More Than a Motion: Nonprofit Boards Must Live the Values They Approve

By: Debra Thompson, MBA, President, Strategy Solutions

Every nonprofit board has done it – gathered around a table, reviewed a carefully worded mission and vision statement or a list of organizational values, and voted to approve them. Minutes recorded. Box checked. Meeting adjourned.

But here’s the hard truth: a vote is not a commitment. And for nonprofit boards, the distance between approving values on paper and actually living them out is where organizations either build genuine trust or quietly lose it.

According to the Standards for Excellence:® An Ethics and Accountability Code for the Nonprofit Sector educational resources, the board’s responsibility doesn’t end at the approval vote. In fact, that’s where the real work begins.

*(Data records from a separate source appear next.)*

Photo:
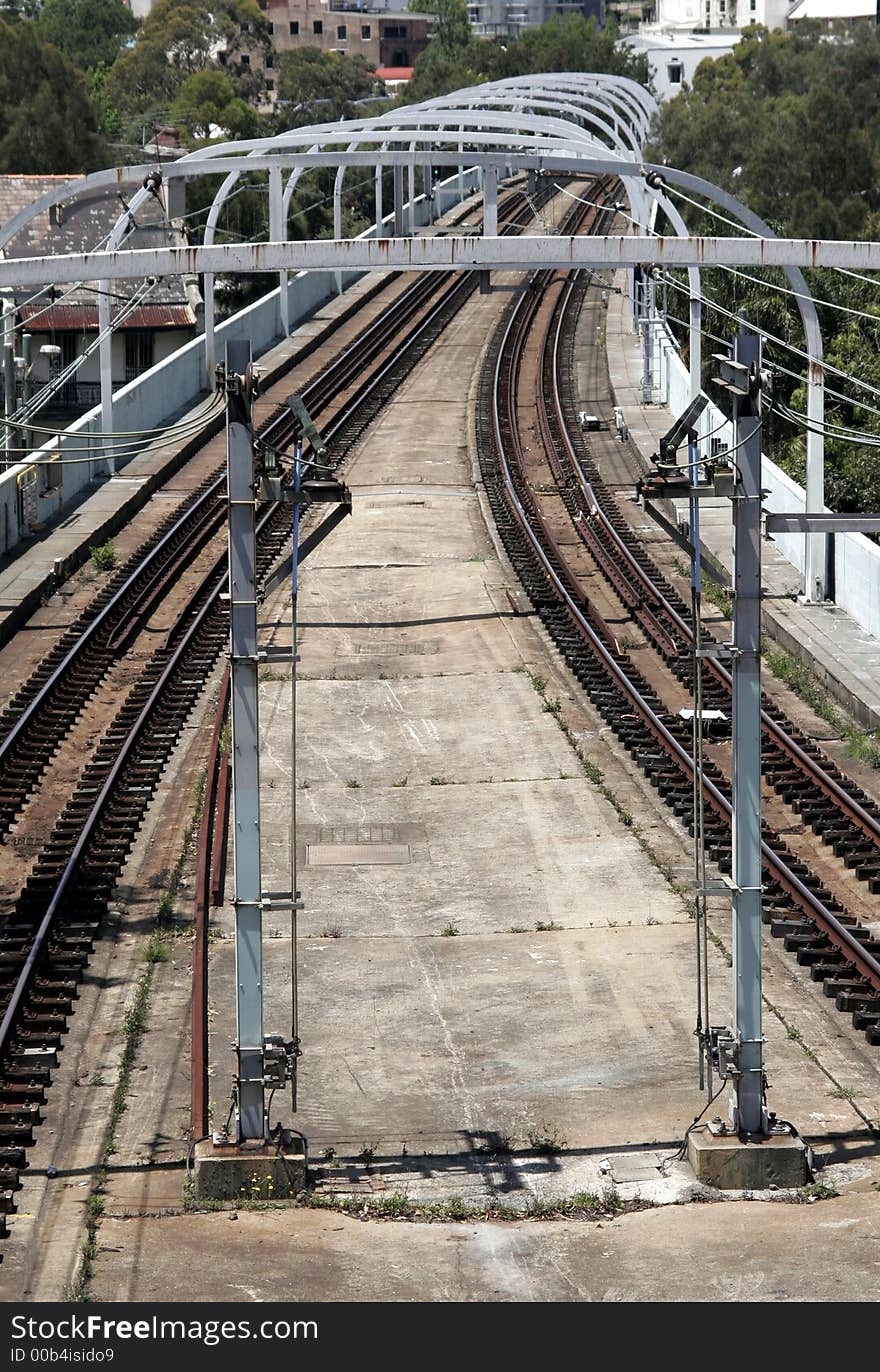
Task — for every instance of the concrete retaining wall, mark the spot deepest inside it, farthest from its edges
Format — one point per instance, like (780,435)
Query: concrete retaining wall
(855,559)
(30,495)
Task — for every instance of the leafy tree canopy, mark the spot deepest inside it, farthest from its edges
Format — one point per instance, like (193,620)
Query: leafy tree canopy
(791,124)
(207,99)
(798,115)
(89,32)
(50,121)
(316,87)
(567,44)
(180,37)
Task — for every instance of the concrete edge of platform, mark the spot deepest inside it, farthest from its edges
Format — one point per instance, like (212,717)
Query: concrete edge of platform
(133,500)
(249,1175)
(832,672)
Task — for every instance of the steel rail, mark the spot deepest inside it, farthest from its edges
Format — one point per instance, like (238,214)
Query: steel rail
(836,932)
(864,819)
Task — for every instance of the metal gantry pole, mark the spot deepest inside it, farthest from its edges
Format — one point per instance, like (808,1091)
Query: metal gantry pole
(8,376)
(250,1094)
(746,793)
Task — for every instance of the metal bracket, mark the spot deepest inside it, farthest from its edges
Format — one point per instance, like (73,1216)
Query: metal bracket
(684,543)
(722,885)
(720,652)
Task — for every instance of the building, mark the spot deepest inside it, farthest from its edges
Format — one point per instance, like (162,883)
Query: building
(150,320)
(508,18)
(382,34)
(728,15)
(673,58)
(834,11)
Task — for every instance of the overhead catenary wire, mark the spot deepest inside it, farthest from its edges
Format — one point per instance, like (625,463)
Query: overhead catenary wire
(777,367)
(754,328)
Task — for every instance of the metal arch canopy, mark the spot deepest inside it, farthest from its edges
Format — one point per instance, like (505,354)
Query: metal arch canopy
(586,121)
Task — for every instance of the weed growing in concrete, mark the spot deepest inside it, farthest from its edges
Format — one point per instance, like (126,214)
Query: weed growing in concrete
(861,744)
(367,1154)
(582,1205)
(154,948)
(816,1191)
(710,589)
(545,1139)
(105,557)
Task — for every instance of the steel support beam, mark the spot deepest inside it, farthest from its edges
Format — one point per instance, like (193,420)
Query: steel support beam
(250,1122)
(437,254)
(750,1114)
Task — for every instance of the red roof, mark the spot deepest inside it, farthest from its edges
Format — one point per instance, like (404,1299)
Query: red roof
(84,317)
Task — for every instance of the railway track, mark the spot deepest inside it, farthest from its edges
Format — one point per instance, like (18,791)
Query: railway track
(563,531)
(47,937)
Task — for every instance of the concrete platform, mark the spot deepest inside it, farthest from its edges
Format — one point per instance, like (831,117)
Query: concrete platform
(843,656)
(29,575)
(501,1009)
(710,1253)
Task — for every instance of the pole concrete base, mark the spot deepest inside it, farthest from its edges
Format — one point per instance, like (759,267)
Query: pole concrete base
(249,1172)
(725,1162)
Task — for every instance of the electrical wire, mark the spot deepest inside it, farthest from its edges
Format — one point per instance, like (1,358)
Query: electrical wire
(45,393)
(714,305)
(195,419)
(772,338)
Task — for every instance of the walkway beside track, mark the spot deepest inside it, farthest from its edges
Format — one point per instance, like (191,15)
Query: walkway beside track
(842,655)
(36,572)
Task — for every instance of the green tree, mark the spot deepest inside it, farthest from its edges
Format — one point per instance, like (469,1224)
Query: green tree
(207,99)
(89,32)
(180,37)
(317,87)
(50,122)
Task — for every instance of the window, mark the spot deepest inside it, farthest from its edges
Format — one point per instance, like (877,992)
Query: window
(137,353)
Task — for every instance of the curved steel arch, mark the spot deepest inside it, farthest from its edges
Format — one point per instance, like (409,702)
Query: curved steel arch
(560,117)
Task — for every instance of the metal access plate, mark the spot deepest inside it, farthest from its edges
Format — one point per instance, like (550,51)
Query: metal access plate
(356,855)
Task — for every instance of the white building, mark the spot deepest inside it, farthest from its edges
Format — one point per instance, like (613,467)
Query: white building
(673,58)
(508,18)
(846,11)
(732,15)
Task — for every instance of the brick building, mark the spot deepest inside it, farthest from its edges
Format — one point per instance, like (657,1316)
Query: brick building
(386,37)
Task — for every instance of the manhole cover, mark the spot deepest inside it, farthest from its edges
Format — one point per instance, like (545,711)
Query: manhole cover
(356,855)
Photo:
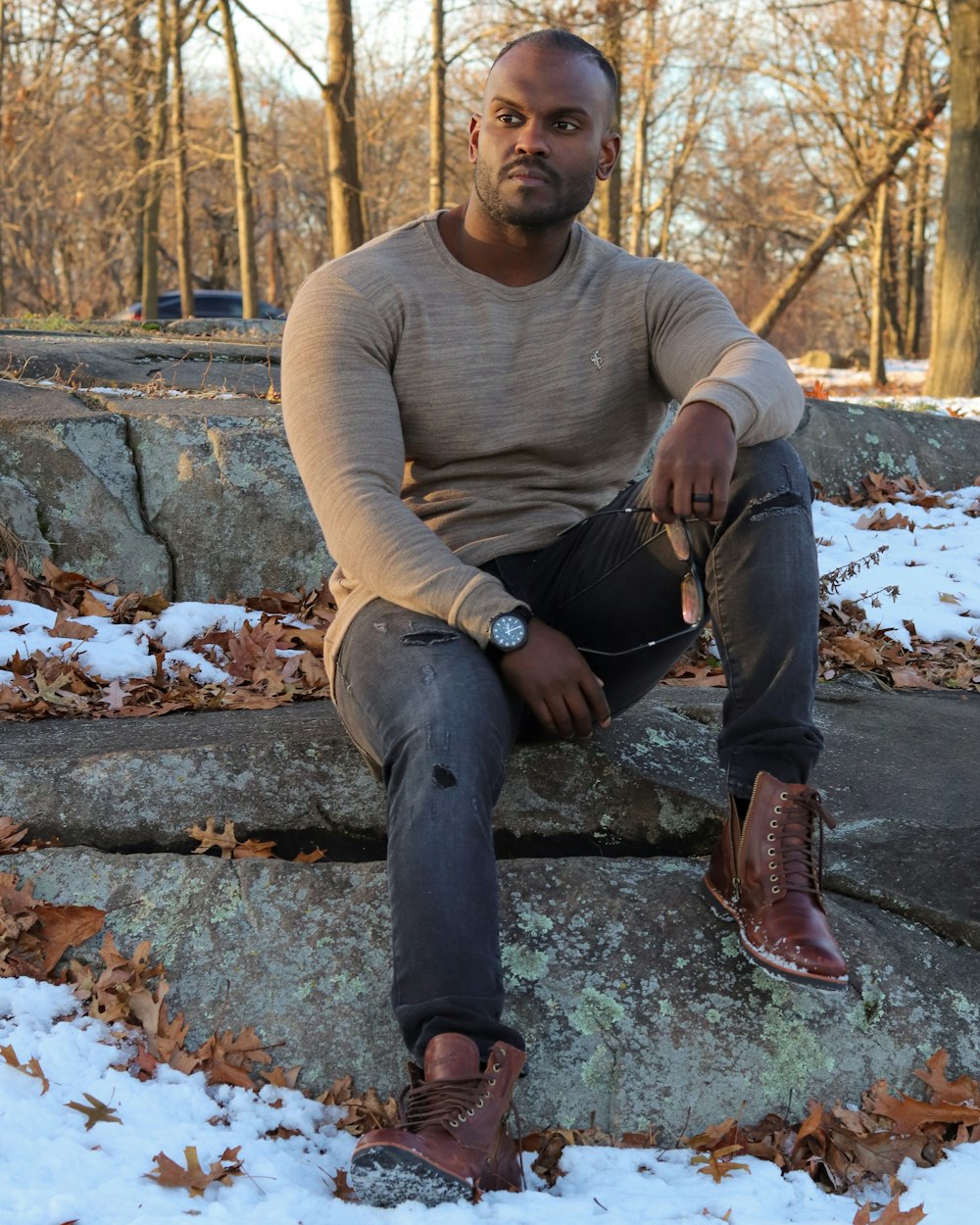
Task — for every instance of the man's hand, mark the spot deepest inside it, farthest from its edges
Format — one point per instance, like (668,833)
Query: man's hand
(557,684)
(696,456)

The Board Doesn’t Just Approve – It Leads

The Standards for Excellence code is direct: the board “decides the organization’s mission; creates a culture of fairness, equity, and inclusion” and “adopts policies and procedures for management.” Culture, however, isn’t created by a resolution. It is created by behavior: what leadership models, tolerates, and insists upon day after day.

The Mission, Vision, and Values Standards for Excellence education resource packet is clear that while diverse voices, including staff, volunteers, and community members, should all be engaged in shaping the organization’s core statements, the board holds final authority. It reviews and approves the mission statement, the vision, and the organizational values. More importantly, once those values are approved and recorded in the minutes, the board becomes their primary steward. Its own conduct becomes the organization’s cultural standard, whether board members realize it or not.

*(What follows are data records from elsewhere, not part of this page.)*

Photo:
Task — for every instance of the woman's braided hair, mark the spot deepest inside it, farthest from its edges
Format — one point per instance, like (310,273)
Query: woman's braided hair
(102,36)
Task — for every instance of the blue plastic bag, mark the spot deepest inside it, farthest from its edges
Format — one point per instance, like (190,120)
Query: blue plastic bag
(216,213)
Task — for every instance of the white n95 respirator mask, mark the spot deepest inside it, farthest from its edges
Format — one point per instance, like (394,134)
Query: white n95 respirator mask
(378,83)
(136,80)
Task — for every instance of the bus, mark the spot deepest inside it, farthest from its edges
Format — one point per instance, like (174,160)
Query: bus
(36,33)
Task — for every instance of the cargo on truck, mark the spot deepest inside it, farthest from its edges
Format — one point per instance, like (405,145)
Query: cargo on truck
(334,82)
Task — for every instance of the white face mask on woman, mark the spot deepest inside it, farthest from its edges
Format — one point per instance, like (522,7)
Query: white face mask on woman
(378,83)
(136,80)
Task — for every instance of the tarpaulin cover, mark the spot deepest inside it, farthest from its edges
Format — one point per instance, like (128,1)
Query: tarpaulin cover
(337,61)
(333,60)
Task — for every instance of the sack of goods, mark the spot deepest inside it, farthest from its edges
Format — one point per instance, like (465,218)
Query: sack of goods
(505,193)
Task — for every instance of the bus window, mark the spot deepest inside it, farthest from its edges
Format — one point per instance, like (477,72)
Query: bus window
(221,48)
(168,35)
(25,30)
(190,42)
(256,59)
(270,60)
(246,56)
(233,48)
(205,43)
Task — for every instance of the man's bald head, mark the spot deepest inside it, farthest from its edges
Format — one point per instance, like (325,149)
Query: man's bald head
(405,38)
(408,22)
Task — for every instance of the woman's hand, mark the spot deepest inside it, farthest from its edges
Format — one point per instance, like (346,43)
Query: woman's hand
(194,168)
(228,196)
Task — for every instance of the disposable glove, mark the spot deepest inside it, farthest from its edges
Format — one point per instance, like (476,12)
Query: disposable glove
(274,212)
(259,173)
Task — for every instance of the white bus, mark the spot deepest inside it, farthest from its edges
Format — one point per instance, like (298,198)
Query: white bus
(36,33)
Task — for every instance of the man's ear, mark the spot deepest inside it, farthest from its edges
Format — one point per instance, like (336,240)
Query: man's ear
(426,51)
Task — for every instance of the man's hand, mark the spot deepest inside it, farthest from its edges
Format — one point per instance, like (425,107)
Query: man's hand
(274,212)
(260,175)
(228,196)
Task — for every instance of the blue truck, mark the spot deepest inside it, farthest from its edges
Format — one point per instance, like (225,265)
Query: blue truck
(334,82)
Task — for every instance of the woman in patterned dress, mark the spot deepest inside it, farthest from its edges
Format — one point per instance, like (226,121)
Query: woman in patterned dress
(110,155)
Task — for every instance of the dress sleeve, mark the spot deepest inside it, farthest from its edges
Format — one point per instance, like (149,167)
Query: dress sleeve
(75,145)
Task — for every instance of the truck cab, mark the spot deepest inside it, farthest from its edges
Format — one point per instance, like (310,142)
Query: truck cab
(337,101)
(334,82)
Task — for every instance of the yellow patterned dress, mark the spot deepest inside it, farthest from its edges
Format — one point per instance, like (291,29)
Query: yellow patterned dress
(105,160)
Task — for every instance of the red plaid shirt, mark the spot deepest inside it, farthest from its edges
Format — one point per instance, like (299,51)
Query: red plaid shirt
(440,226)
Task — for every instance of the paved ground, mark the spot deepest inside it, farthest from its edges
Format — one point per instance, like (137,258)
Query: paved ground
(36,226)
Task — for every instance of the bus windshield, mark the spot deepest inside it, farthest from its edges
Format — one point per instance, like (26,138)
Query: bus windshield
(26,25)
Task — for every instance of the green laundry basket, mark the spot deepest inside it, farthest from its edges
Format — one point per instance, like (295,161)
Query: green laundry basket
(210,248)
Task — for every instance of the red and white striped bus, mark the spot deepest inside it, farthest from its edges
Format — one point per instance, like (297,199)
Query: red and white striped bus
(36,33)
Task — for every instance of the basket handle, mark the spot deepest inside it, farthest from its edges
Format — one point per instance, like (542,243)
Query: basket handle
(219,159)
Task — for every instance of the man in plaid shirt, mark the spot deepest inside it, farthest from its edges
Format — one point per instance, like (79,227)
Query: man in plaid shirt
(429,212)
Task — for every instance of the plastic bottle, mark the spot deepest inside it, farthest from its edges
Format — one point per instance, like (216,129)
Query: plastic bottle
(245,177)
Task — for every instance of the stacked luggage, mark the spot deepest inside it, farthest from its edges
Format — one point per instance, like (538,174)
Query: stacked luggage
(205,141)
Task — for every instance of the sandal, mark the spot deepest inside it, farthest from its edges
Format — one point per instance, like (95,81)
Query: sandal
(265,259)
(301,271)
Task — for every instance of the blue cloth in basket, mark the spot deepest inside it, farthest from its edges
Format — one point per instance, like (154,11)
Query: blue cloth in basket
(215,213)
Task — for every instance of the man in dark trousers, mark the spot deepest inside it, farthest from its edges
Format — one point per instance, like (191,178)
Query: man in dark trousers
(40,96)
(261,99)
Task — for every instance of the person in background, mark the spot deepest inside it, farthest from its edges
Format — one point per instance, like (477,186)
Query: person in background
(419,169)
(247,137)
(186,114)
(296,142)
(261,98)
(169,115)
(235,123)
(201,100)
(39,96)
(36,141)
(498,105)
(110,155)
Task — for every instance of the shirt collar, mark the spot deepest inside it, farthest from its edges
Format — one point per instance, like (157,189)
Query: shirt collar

Values Are Only as Strong as the Culture Around Them

The Standards for Excellence® resources describe values as living tools for “Board Culture,” stating that organizations should “use the values to reinforce the good leadership by the board that sets a tone for the rest of the organization.” This is not about optics. It is about creating the conditions in which everyone including staff, volunteers, program participants, and partners, can see the organization’s values reflected in real decisions, real practices, and real relationships.

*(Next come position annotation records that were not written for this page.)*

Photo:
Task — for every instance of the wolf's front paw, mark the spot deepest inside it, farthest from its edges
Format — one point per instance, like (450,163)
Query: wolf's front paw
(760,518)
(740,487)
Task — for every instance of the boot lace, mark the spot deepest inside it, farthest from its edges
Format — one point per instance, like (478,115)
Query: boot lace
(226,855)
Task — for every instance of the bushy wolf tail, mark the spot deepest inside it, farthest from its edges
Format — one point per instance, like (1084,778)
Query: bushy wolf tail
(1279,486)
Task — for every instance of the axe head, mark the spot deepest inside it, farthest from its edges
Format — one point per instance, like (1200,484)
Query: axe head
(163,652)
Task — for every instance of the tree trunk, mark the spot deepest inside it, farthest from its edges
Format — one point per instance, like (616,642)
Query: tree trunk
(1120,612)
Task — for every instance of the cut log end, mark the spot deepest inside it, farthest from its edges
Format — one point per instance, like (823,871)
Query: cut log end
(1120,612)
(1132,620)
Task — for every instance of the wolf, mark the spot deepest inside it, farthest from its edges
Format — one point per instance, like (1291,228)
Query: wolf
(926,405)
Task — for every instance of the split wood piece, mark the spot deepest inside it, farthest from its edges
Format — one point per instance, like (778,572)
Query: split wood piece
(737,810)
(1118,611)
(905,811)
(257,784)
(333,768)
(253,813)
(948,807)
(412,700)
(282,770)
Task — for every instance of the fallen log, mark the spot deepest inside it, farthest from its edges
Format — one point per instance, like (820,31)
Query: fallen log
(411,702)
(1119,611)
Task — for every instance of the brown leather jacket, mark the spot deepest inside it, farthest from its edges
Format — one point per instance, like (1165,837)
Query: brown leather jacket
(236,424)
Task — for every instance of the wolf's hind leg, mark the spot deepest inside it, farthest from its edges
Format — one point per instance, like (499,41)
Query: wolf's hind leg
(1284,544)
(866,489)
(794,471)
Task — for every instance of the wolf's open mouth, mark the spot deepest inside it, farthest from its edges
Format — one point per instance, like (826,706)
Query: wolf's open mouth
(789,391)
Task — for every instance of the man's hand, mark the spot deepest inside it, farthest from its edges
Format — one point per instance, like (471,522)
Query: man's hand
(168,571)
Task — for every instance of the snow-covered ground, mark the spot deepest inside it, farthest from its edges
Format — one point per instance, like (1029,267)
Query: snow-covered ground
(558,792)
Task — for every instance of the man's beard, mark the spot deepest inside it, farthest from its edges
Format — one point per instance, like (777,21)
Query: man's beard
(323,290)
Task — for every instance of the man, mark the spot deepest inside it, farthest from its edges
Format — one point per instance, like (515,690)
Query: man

A strong values statement serves as a “moral compass that guides decisions and as a beacon of inspiration by shaping culture.” But a compass only works if someone is actually using it. The board is responsible for making sure the organization’s values are embedded into policies, training, annual reviews, and accountability structures, not simply displayed on a website.

Don’t Hand It Off

One of the most important and often overlooked points in board leadership is a simple truth: cultural transformation cannot be delegated to staff alone. The board must be part of the work, not just the oversight of it. The board must “walk the talk.” This is a key part of the board’s “duty of loyalty” to the decisions that they have made.

Building an inclusive, values-driven culture requires that all levels of the organization including board, staff, and volunteers, understand why and how changes are being made. The board sets the standard and must demonstrate, through its own governance conduct, that the organization’s stated values are not aspirational decoration but active commitments. That includes asking hard questions of itself: Is our own board composition and practices reflective of our values? Are all voices genuinely shaping our decisions? Are we willing to hear difficult feedback and act on it?

Values Are Only Sustainable When They’re Structural

Ultimately, values become real when they are built into systems, into hiring practices, into the policies and procedures that the organization depends upon each day, into how meetings are run and whose voices are centered, into whether there are clear, safe mechanisms for raising concerns when leadership falls short of the organization’s stated principles.

The Standards for Excellence® put it plainly: leaders must ask not just “Is it legal?” but also “Is it fair? Is it honest? Does it advance societal interests and our mission?” Those are the questions that reveal whether a board is truly governing by its values or simply governing by habit.

A board that approves strong values and then steps back has done only part of the job. The most important step is modeling those values in every conversation, every decision, and every moment of accountability that follows. That is how organizational culture is actually built. And that is where the board’s responsibility truly lies.

 

Debra Thompson is a licensed consultant, trainer and peer reviewer for the Standards for Excellence:© An Ethics and Accountability Code for the Nonprofit Sector. As President of Strategy Solutions, she leverages her MBA and extensive teaching experience to provide strategic planning, board education, and leadership development for diverse organizations.